We had players.  We had songs.  We had to set a date for recording.  After a couple of schedule changes, Paul agreed that we could record in January.  After all, he is a performing musician; timing depended upon him.  If The Pyronauts had a gig, “Into the Flow” had to take a back seat.

Wait!  We had not played together.  Had I overlooked that we needed to rehearse before recording?  This was not like a bunch of professional studio musicians playing.  We just could not show up.

We had to test this combination out.  How would we sound?  Could we play together?  Of the four of us, only Paul and I knew anything about the 8 songs.  Glenn had fooled around with a couple of them.  Don had not heard any of the songs.

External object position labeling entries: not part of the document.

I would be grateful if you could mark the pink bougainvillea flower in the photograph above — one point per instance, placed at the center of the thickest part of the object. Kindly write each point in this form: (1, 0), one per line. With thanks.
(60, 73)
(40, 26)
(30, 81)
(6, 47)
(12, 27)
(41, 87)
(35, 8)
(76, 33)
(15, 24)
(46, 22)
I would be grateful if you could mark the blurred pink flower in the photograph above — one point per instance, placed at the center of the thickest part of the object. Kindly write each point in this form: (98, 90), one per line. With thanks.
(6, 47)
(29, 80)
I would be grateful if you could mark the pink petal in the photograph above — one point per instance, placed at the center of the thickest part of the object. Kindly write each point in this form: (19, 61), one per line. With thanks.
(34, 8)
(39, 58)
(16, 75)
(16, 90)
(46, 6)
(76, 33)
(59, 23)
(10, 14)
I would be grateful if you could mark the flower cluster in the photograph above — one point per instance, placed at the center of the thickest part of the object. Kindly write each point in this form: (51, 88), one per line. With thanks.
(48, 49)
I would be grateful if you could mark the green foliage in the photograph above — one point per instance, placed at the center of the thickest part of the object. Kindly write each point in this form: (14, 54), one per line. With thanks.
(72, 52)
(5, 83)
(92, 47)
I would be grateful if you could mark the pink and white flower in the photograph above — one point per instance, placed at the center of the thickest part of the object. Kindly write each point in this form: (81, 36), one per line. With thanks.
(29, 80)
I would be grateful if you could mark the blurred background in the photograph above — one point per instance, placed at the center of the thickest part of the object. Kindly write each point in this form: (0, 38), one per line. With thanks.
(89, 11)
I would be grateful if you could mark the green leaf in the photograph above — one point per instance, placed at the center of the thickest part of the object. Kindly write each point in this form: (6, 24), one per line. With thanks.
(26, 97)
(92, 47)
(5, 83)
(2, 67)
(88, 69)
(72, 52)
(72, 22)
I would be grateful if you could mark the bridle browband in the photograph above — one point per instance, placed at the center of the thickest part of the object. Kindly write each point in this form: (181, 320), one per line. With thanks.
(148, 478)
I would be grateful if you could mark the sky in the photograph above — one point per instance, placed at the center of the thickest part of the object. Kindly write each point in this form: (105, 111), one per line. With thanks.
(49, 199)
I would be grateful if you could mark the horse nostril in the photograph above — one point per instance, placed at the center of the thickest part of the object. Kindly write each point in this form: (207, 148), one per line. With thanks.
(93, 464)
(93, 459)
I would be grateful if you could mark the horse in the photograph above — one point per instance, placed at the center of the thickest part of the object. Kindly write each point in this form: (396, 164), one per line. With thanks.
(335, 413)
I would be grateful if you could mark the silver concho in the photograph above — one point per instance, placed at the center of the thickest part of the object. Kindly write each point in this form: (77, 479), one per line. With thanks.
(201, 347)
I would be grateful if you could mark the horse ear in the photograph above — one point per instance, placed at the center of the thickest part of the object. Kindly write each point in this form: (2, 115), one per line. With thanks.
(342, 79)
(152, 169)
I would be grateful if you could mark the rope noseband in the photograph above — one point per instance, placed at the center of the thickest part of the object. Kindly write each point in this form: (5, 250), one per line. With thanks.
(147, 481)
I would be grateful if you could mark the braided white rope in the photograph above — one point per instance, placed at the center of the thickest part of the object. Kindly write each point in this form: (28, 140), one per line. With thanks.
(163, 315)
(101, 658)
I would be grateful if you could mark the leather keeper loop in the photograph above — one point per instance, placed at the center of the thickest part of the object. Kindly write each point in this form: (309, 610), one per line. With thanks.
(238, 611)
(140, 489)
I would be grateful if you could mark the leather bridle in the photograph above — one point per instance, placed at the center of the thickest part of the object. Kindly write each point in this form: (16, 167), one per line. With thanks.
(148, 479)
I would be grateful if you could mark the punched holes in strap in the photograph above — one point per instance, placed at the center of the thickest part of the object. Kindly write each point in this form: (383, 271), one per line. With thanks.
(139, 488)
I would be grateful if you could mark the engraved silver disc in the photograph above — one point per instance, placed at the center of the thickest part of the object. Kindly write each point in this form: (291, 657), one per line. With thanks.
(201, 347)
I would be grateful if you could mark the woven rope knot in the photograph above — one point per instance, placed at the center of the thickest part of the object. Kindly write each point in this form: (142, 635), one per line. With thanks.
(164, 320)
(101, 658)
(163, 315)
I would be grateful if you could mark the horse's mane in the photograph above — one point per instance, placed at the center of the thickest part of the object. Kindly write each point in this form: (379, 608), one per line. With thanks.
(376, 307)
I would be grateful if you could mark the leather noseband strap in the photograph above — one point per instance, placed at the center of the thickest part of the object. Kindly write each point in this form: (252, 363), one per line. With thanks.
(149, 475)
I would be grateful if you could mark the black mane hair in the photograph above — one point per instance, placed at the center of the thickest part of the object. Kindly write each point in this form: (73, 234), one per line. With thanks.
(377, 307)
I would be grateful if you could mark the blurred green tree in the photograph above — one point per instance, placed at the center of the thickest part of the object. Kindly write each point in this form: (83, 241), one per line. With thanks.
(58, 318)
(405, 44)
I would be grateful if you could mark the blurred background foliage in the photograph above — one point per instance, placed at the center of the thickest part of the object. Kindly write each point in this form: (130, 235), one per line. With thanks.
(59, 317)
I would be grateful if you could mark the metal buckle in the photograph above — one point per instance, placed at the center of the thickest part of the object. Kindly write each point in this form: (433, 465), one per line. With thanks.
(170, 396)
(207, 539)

An article in The Wall Street Journal -- a regular bastion of music news and ideas -- told how, before going into the studio, Peter Wolf provided the musicians with charts and a CD of the songs to be recorded.  If that worked for Peter Wolf, maybe it could work for The Lava Pups.  But we have to keep mind that Peter Wolf is a real musician, while until only recently The Lava Pups was a fictitious band.

Fictitious band or whatever, I decided to emulate Peter Wolf.  And I turned to Garageband.  Becky had made sure that program was on my MacBook to feed my rock ‘n roll fantasies.  Garageband has been described as “the Playskool version of recording.”  That, of course, fell right into my capabilities.  Nothing too complicated.  I could record the songs so that we would have their basic structures. 

The process was pretty simple.  Record the guitar -- and some of the bass -- parts over digital drum beats.  Cut and paste.  Work on the timing.  Cut out most of the blatant mistakes.  Listen.  Fix.  Work on the timing.  Mix the songs.

As I labored through the process, I wondered where computer geek overtakes musician.  Technician overtakes musician.  How much of today’s music is engineered to the point that the vitality of a song is squeezed out?  With enough time, maybe even I could create the perfect track.  But that track would not be my music because the odds of my playing perfect are about the same as being struck by lightning or winning the lottery.

The result of Playskool recording was all 8 songs in MP3 and on a CD.  I e-mailed the MP3s to Paul.  We already had worked up some rough charts of the songs.  The project was getting closer to the acid test.

A rehearsal would tell us whether “Into the Flow” was merely a pipe dream or potentially a reality.